While the proposed tax levels have been set to remain competitive with surrounding states, Cantor said she thought the restaurant tax was going to be structured as an option for towns to impose, and that the revenue would go to the towns.
“This doesn’t give the flexibility and diversity of revenue that municipalities were looking for. It’s state aid or property taxes,” Cantor said.
Of course the budget proposal is just that – a proposal – and one which State Rep. Derek Slap, a Democrat who represents West Hartford’s 19th district, doesn’t think will pass as is.
For the town, he said, “A $7 million cut is better than a $24 million cut,” but there are many other towns across the state that still don’t fare well and their representatives in the legislature are not likely to approve of the plan.
“I am hoping that the next 48-72 hours will be pivotal,” Slap said Friday afternoon, regarding getting the legislature to come up with some type of bipartisan plan that is strong enough to override the governor.
“I have real concerns and I know I am not alone,” said Slap. “Protecting towns and schools would be a starting point.”
Slap said he eagerly anticipates seeing a joint house/senate proposal from state Republicans on Monday, which will likely address some additional cost savings for the state.
“It’s got to be real, it’s got to be balanced,” Slap said. “I’m willing to get out of my comfort zone.”
“We have to have courage – not draw lines in the sand but act with flexibility and be sincere. That’s the dream anyway,” said Slap.

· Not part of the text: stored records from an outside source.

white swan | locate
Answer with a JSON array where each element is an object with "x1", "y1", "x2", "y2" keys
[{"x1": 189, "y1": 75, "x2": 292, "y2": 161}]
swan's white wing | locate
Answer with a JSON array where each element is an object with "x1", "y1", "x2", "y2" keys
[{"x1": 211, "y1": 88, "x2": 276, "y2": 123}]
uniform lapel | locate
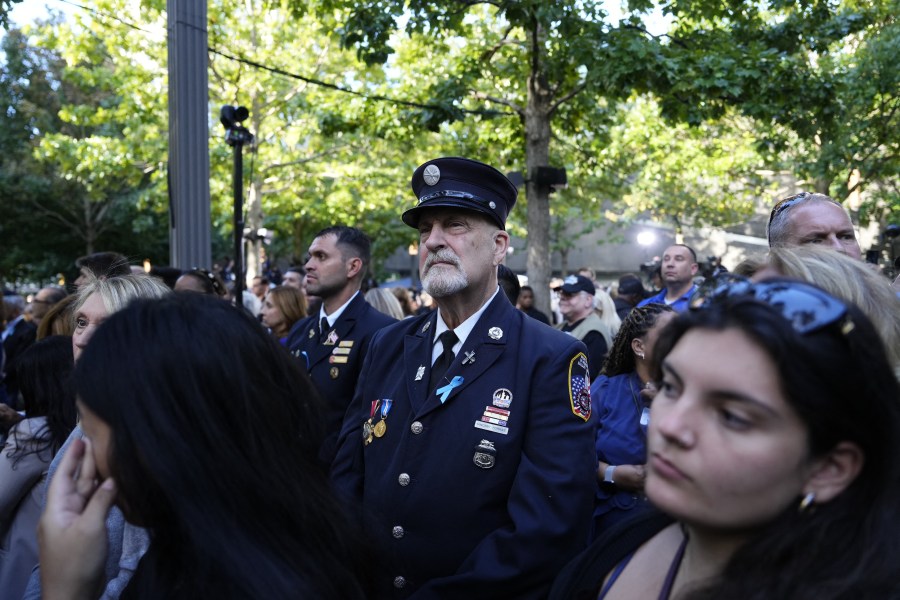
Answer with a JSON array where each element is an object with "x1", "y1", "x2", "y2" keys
[
  {"x1": 420, "y1": 292, "x2": 512, "y2": 415},
  {"x1": 307, "y1": 294, "x2": 363, "y2": 367},
  {"x1": 403, "y1": 311, "x2": 437, "y2": 414}
]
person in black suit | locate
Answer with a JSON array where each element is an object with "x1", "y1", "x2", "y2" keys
[
  {"x1": 2, "y1": 294, "x2": 37, "y2": 408},
  {"x1": 332, "y1": 158, "x2": 596, "y2": 600},
  {"x1": 285, "y1": 225, "x2": 396, "y2": 464}
]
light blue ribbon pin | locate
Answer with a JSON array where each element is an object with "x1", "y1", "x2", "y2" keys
[{"x1": 434, "y1": 375, "x2": 465, "y2": 404}]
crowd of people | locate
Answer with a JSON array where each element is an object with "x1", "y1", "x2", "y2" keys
[{"x1": 0, "y1": 157, "x2": 900, "y2": 600}]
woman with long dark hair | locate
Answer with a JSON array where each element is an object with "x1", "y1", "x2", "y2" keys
[
  {"x1": 0, "y1": 336, "x2": 76, "y2": 598},
  {"x1": 551, "y1": 280, "x2": 900, "y2": 600},
  {"x1": 591, "y1": 304, "x2": 675, "y2": 539},
  {"x1": 40, "y1": 294, "x2": 369, "y2": 599}
]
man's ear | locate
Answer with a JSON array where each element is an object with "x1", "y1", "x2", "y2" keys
[
  {"x1": 494, "y1": 229, "x2": 509, "y2": 265},
  {"x1": 347, "y1": 256, "x2": 362, "y2": 279},
  {"x1": 631, "y1": 338, "x2": 644, "y2": 356},
  {"x1": 803, "y1": 442, "x2": 866, "y2": 503}
]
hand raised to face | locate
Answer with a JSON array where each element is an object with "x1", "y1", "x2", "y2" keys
[{"x1": 38, "y1": 440, "x2": 116, "y2": 600}]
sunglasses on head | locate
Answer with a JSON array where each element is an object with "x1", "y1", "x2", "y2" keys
[
  {"x1": 769, "y1": 192, "x2": 812, "y2": 224},
  {"x1": 688, "y1": 274, "x2": 855, "y2": 335}
]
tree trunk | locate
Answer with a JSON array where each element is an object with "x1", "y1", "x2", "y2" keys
[{"x1": 525, "y1": 24, "x2": 552, "y2": 314}]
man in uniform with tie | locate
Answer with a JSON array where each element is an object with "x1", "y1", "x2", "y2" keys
[
  {"x1": 332, "y1": 158, "x2": 596, "y2": 600},
  {"x1": 286, "y1": 225, "x2": 395, "y2": 464}
]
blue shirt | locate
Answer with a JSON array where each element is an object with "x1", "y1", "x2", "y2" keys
[
  {"x1": 638, "y1": 285, "x2": 697, "y2": 312},
  {"x1": 591, "y1": 372, "x2": 650, "y2": 516}
]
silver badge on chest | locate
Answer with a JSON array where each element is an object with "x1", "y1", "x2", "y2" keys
[{"x1": 472, "y1": 440, "x2": 497, "y2": 469}]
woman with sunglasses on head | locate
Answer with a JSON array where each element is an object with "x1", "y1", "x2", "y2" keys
[
  {"x1": 174, "y1": 267, "x2": 228, "y2": 298},
  {"x1": 551, "y1": 280, "x2": 900, "y2": 600},
  {"x1": 33, "y1": 294, "x2": 374, "y2": 600},
  {"x1": 259, "y1": 285, "x2": 306, "y2": 346}
]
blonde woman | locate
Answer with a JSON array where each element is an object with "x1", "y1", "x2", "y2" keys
[{"x1": 757, "y1": 246, "x2": 900, "y2": 379}]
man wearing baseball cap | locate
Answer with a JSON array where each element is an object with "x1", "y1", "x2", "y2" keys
[
  {"x1": 554, "y1": 275, "x2": 609, "y2": 380},
  {"x1": 332, "y1": 157, "x2": 596, "y2": 599}
]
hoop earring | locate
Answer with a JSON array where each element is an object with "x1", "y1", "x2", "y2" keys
[{"x1": 798, "y1": 492, "x2": 816, "y2": 514}]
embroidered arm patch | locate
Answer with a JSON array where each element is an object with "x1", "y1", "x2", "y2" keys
[{"x1": 569, "y1": 352, "x2": 591, "y2": 421}]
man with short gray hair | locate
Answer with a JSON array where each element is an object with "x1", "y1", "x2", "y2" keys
[{"x1": 766, "y1": 192, "x2": 862, "y2": 260}]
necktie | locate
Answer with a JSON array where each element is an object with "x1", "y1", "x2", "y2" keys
[{"x1": 428, "y1": 329, "x2": 459, "y2": 391}]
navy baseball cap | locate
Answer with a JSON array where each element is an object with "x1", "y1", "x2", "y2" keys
[
  {"x1": 401, "y1": 156, "x2": 519, "y2": 229},
  {"x1": 553, "y1": 275, "x2": 597, "y2": 296}
]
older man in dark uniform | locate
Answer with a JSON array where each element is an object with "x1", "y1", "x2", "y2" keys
[
  {"x1": 286, "y1": 225, "x2": 395, "y2": 464},
  {"x1": 332, "y1": 158, "x2": 596, "y2": 600}
]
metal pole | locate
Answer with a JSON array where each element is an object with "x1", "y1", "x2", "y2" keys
[{"x1": 232, "y1": 141, "x2": 246, "y2": 306}]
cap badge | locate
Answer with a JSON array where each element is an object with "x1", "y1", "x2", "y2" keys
[{"x1": 422, "y1": 165, "x2": 441, "y2": 185}]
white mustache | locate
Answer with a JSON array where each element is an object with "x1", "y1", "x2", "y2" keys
[{"x1": 424, "y1": 248, "x2": 460, "y2": 272}]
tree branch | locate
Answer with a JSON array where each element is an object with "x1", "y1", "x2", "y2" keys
[
  {"x1": 547, "y1": 83, "x2": 587, "y2": 115},
  {"x1": 472, "y1": 90, "x2": 525, "y2": 117}
]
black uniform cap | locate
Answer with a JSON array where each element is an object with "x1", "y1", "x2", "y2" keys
[{"x1": 401, "y1": 157, "x2": 519, "y2": 229}]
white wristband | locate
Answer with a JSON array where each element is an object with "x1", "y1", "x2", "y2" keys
[{"x1": 603, "y1": 465, "x2": 616, "y2": 483}]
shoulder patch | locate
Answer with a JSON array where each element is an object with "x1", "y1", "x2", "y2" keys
[{"x1": 569, "y1": 352, "x2": 591, "y2": 421}]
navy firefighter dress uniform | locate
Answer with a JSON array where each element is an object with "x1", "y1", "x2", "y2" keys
[
  {"x1": 332, "y1": 293, "x2": 596, "y2": 600},
  {"x1": 287, "y1": 293, "x2": 397, "y2": 464}
]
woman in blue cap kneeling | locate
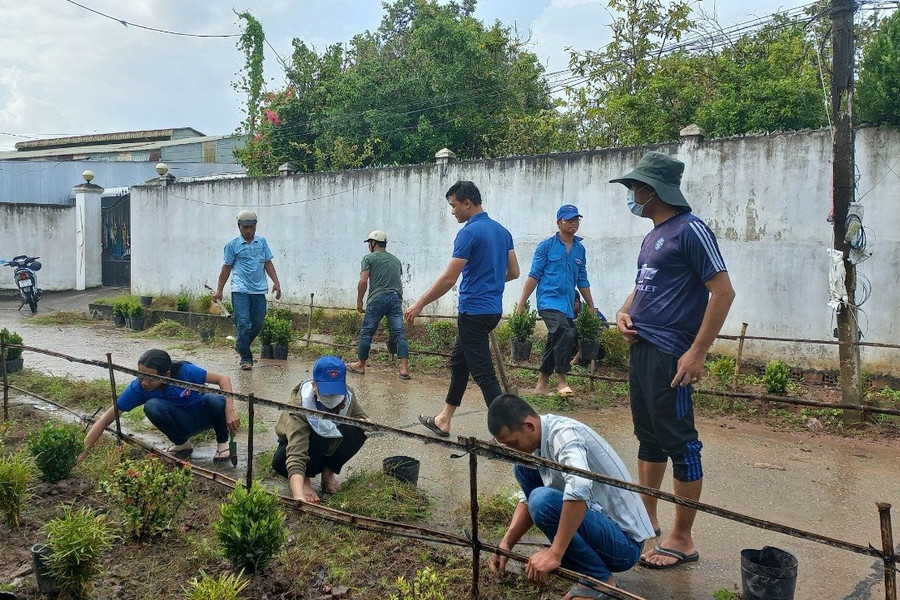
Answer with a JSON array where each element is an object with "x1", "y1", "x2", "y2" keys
[{"x1": 272, "y1": 356, "x2": 368, "y2": 502}]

Slap said he will be holding another “Representative on Your Corner” event at the Stop & Shop on Farmington Avenue on Sunday, from 3-5 p.m. Anyone is welcome to come by and share their ideas or just vent, he said.
If the state remains without a budget, the executive order will go into effect on Oct. 1, fiscally devastating some communities and resulting in a loss of tens of millions of dollars in state revenue. Slap said he hopes a budget can be finalized next week.
“People really want a budget. They really do,” said Slap. “Our deadline is now Oct. 1.”